No governo Bolsonaro, apesar da pandemia de covid-19, foram registrados grandes atos de rua contra a intervenção do governo nas universidades e institutos federais, cortes no orçamento da educação e pela retomada dos concursos públicos e recomposição orçamentária.

Esvaziamento do orçamento da educação continua sob governo Lula

As mobilizações grevistas atuais visam combater o desmonte neoliberal da educação promovido nos últimos anos e que continua no governo atual.
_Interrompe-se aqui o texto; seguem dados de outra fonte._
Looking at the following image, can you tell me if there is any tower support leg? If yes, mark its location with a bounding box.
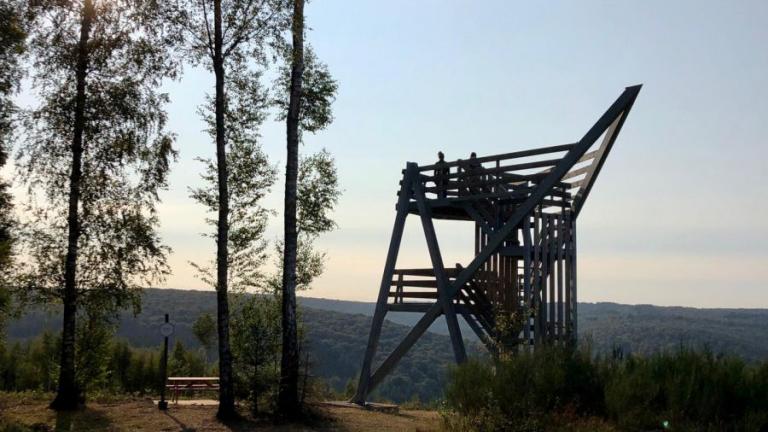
[352,163,418,405]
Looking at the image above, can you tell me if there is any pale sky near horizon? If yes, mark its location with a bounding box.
[7,0,768,308]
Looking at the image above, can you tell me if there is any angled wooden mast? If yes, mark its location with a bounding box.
[352,85,641,404]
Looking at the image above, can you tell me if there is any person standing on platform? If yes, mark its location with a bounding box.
[435,152,451,198]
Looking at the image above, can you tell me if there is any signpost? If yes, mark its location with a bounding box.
[157,314,173,411]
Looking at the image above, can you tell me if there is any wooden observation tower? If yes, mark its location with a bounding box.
[352,85,641,404]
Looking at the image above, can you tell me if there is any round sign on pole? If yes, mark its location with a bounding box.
[160,323,173,337]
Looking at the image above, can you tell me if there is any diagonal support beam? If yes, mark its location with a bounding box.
[358,85,642,402]
[413,177,467,363]
[352,164,418,404]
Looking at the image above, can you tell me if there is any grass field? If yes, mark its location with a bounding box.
[0,393,440,432]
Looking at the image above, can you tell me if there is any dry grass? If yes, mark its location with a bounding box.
[0,394,440,432]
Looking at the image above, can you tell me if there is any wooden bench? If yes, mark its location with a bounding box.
[165,377,219,404]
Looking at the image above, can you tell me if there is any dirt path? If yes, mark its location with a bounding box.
[0,394,440,432]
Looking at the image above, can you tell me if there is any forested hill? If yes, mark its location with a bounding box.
[301,298,768,361]
[8,289,768,401]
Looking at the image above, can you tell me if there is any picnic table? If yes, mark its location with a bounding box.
[165,377,219,403]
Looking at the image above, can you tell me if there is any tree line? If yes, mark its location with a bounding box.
[0,0,340,419]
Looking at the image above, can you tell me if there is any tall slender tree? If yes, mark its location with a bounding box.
[278,0,304,417]
[17,0,176,410]
[0,0,27,342]
[165,0,286,418]
[278,0,336,417]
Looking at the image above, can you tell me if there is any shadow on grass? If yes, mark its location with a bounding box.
[54,408,112,432]
[163,411,197,432]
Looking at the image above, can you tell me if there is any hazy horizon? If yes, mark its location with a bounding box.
[5,0,768,308]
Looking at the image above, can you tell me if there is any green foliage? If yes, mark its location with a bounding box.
[0,325,213,396]
[444,348,768,431]
[232,294,281,414]
[17,0,176,310]
[0,0,28,345]
[168,340,210,377]
[191,70,277,292]
[274,45,339,133]
[192,313,216,351]
[268,149,341,292]
[75,312,116,393]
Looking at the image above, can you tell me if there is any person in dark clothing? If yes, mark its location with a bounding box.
[435,152,450,198]
[466,152,483,194]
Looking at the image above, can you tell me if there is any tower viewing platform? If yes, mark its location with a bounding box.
[353,85,641,404]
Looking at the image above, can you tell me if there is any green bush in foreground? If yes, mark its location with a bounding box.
[443,347,768,431]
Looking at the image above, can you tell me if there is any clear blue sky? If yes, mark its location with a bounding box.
[18,0,768,307]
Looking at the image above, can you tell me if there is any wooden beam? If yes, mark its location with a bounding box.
[413,181,467,363]
[352,163,417,405]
Embora durante a campanha tenha prometido retomar os investimentos nas áreas, o governo Lula apresentou uma previsão orçamentária para 2024 menor do que no ano anterior, dando continuidade ao esvaziamento dos investimentos em ciência e tecnologia. Além disso, o orçamento federal para ensino superior e tecnologia diminuiu em R$ 117 bilhões nos últimos 10 anos, representando hoje aproximadamente metade do que foi investido em 2014.

Na quarta-feira (10), o Ministro da Fazenda, Fernando Haddad, negou a possibilidade de fornecer um reajuste salarial aos servidores públicos, citando restrições orçamentárias. A limitação orçamentária, entretanto, não resulta da falta de dinheiro, mas da implementação do Arcabouço Fiscal, política neoliberal proposta pela equipe econômica de Haddad e que atravanca intencionalmente o investimento público. Apesar disso, a Câmara dos Deputados aprovou na terça-feira (9) a liberação de um valor extra de R$ 15,7 bilhões, que pode ser utilizado livremente pelo governo Lula, sem a necessidade de aprovação do Congresso. Esse valor é suficiente para atender às demandas dos servidores públicos em greve, a questão é se há vontade política para tanto.